What with the gloomy weather and the tropical overgrown surroundings, I was in heaven just poking around. After a while, I continued wandering down the path to the beach. And what a beach! Miles and miles of pristine sand, with not a soul in sight for miles. I walked and walked, pacing a fishing boat off the coast that was swarming with seabirds. It was just after high tide, so there were hundreds and hundreds of intact shells everywhere, along with starfish, sea cucumbers, and one unfortunate horseshoe crab tangled in a net that had washed ashore. I'd seen their empty shells all along the way, but this was a whole, live guy. He looked like an alien, all black under his orange shell, with thousands and thousands of legs waving in the air, and a pointy tail whipping around angrily. A pair of hikers were just in the process of rescuing the little guy, so, happily, I just got to watch and didn't have to touch.

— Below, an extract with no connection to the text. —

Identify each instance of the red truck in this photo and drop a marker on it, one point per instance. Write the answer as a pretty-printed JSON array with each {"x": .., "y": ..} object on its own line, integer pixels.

I walked farther down the beach, and came to the place where my map ended. Then I walked a little bit more, as I wasn't ready to turn around just yet. I had my knitting and a book, but I just wanted to keep wandering. So I turned inland after a while, and wandered in the interior jungle. Coming to an intersection, I decided it was time to wander back, so I chose the familiar path, the one that would take me back. And it was just about then that I nearly stepped on my first armadillo.
Well, this was clearly a sign. I turned down the path that he was on, and started wandering some more. I counted 15 armadillos by the end of my journey. He also led me to an airstrip, the historic Stafford house, about a dozen of the famous wild horses no less than a 10 feet away in the underbrush, until finally I came to the Island Wilderness area. At that point, I had to admit that I wasn't going to come to a road going my direction, and that I was headed precisely the wrong way.
So I wandered on back the way I had come, wandering a little bit faster since I had no earthly idea where I was and where the ferry dock was in relation to me. I finally found the main road, Greyfield (really not as exciting as I hoped), and the dock. An hour early. Oh well, that gave me time to take my shoes off and lie down for a while.
Today my muscles are screaming at me for walking about 3 times further than I really should have, but it was worth every ache. I had a great time.
The night before last I was sick and tired of all this shit, and planning my return trip. Yesterday morning I decided I still haven't had a job on a lobster boat off the coast of Maine, so naturally, I have to keep on
It's always hardest at night, though. I can coax myself into having a wonderful time, especially if I am out there moving and exploring, but at night, cozying up in a cold parking lot that looks just like every other parking lot I've ever seen, it's hard to convince myself that this is worth it. Still, the thought of having a job on the Atlantic is pulling me on. And touring with Rachael in April. And the girls' wedding in Vermont in May. So really, I've got enough to keep me out here for a while. And after all that, I can always hightail it home on my now empty credit cards.
Sorry, needed a little pep talk there. Actually I needed the pep talk a couple nights ago, but I just found it yesterday.